In fact, the last time I can truly recall him being excited for a game was Half-Life 2, rushing home on launch day with a brand new copy in his hand, still covered in the cellophane, only for the smile on his face to turn to apprehension and then frustration at the intrusive Steam Client that had to be activated to play the game, and crashed our computer on enough occasions that he eventually gave up trying to play it. We may take Steam for granted these days, but my dad still won’t trust it and, for all intents and purposes, it killed his love for PC gaming stone dead. He still cites it as a reason that PCs aren’t meant for gaming, and despite seeing me spend most of my evenings on mine, now views consoles as the only way to play games.

It wouldn’t be until I picked up a copy of The Orange Box for the Xbox 360 that my dad finally got to play Valve’s masterpiece from beginning to end, long after his anticipation for it had faded and it had just become another game to him. He’d worked his way through his initial excitement and disappointment at being unable to play it and treated it like another other title to be beaten, much like I’d eventually grown out of my fear of headcrabs. Poison headcrabs, on the other hand…

When it comes to gaming nowadays, he’s the sort of man who’ll criticise anything colourful as “kiddie” or “childish”, and once indirectly accused me of being gay because I’d been playing Lego Rock Band. Even at Christmas, he couldn’t resist making some kind of comment about me being an immature child because I’d asked for Kirby’s newest 3DS adventure, and later rolled his eyes at me when he saw all the Disney characters in Kingdom Hearts HD 2.5 Remix. Not that there’d be any point trying to explain why it isn’t, because he probably wouldn’t listen. I’m convinced he’d probably do it on purpose.

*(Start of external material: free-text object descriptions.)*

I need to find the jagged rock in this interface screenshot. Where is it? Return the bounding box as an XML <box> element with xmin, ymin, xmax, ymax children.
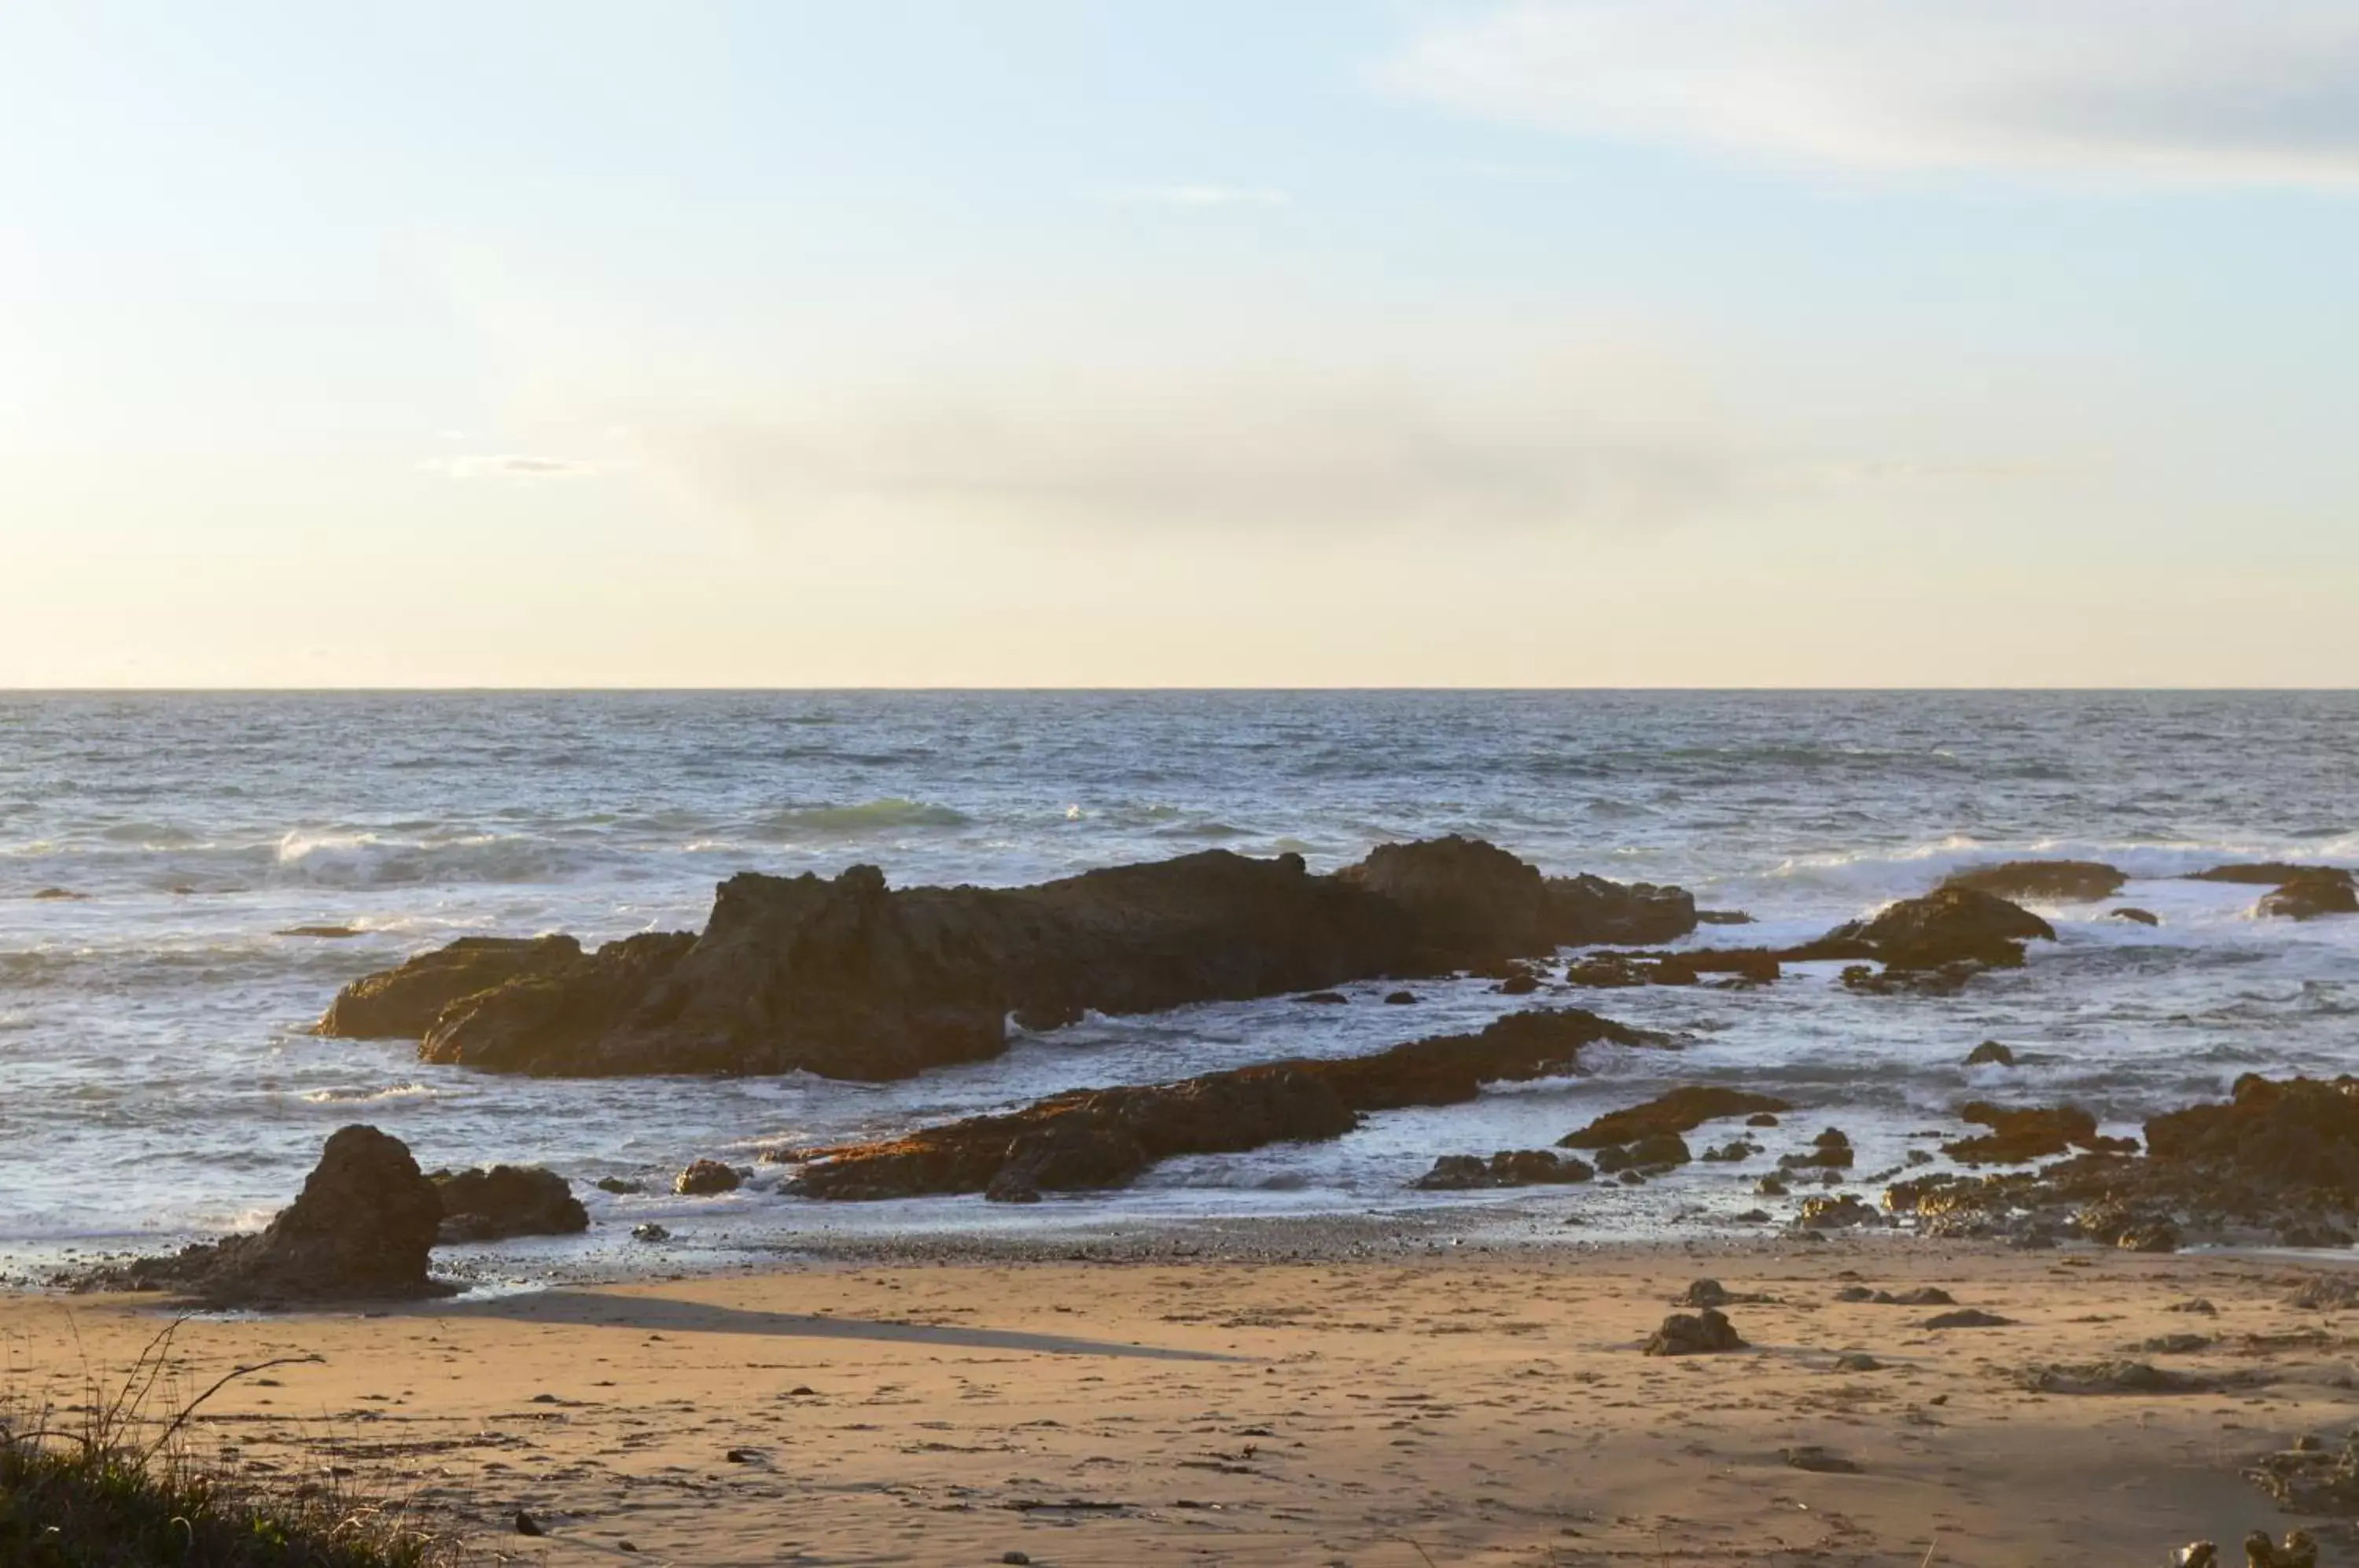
<box><xmin>2251</xmin><ymin>1431</ymin><xmax>2359</xmax><ymax>1518</ymax></box>
<box><xmin>432</xmin><ymin>1165</ymin><xmax>590</xmax><ymax>1243</ymax></box>
<box><xmin>83</xmin><ymin>1126</ymin><xmax>449</xmax><ymax>1305</ymax></box>
<box><xmin>1414</xmin><ymin>1150</ymin><xmax>1594</xmax><ymax>1190</ymax></box>
<box><xmin>2258</xmin><ymin>872</ymin><xmax>2359</xmax><ymax>921</ymax></box>
<box><xmin>1559</xmin><ymin>1087</ymin><xmax>1793</xmax><ymax>1150</ymax></box>
<box><xmin>330</xmin><ymin>841</ymin><xmax>1694</xmax><ymax>1080</ymax></box>
<box><xmin>789</xmin><ymin>1009</ymin><xmax>1643</xmax><ymax>1201</ymax></box>
<box><xmin>318</xmin><ymin>935</ymin><xmax>583</xmax><ymax>1039</ymax></box>
<box><xmin>1824</xmin><ymin>888</ymin><xmax>2055</xmax><ymax>973</ymax></box>
<box><xmin>2110</xmin><ymin>907</ymin><xmax>2161</xmax><ymax>926</ymax></box>
<box><xmin>1796</xmin><ymin>1194</ymin><xmax>1880</xmax><ymax>1230</ymax></box>
<box><xmin>675</xmin><ymin>1159</ymin><xmax>742</xmax><ymax>1195</ymax></box>
<box><xmin>1943</xmin><ymin>860</ymin><xmax>2127</xmax><ymax>902</ymax></box>
<box><xmin>1964</xmin><ymin>1040</ymin><xmax>2016</xmax><ymax>1067</ymax></box>
<box><xmin>1943</xmin><ymin>1102</ymin><xmax>2133</xmax><ymax>1164</ymax></box>
<box><xmin>1643</xmin><ymin>1308</ymin><xmax>1746</xmax><ymax>1356</ymax></box>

Rather than the point and clicks and strategy titles of old, he’s no longer interested unless you have a gun and can shoot things with it. Even if, as The Last of Us dictates, you don’t have enough ammo to do that all the time. Even if, for some reason, they added in a mechanic where, when your bullets are a premium and used for last-ditch emergencies, your aim automatically sways and refuses to focus unless you go out of your way to collect pills that’ll level up your ability to aim so you don’t miss half the time.

Yet, he’s still having fun, and I’m not. He’s having fun exploring the post-apocalyptic vistas, and I’m moaning and swearing my way through it, trying to do everything in my power to enjoy it despite the myriad of flaws I can’t help but notice in its story and gameplay. I want to love it, but I can’t switch off enough to do so, while Dad breezes through and will soon have another game on his completed pile, before shortly forgetting the name of the game, who made it, but still somehow remembering that “it was alright, wasn’t it?”.

Maybe he’s right, in his own way. After all those childhood years of learning about games from my dad, evolving my opinion and becoming the gamer I am today, perhaps it’s time to take another lesson from my old man. Sometimes, I spend so much time trying to take in everything from the story to the various mechanics that I’m starting to see some games solely as their parts, rather than the sum of them. I don’t need to be a critic all of the time, and acting that way will eventually kill my love of games. If there’s anything I could learn from him nowadays it’s perhaps not to focus on the minutiae and over-analyse so much that I no longer see the wood for the trees, but to appreciate games as what they are, and remember that, at the end of the day, they’re mostly made to entertain, not change the world. I will, however, still pay attention to the cut-scenes because I’m not an absolute monster.

He won’t pay attention if there’s a story, and he probably won’t even bother to remember the name of whatever he’s playing, but he’s my dad, and he’s a gamer, whether I like it or not.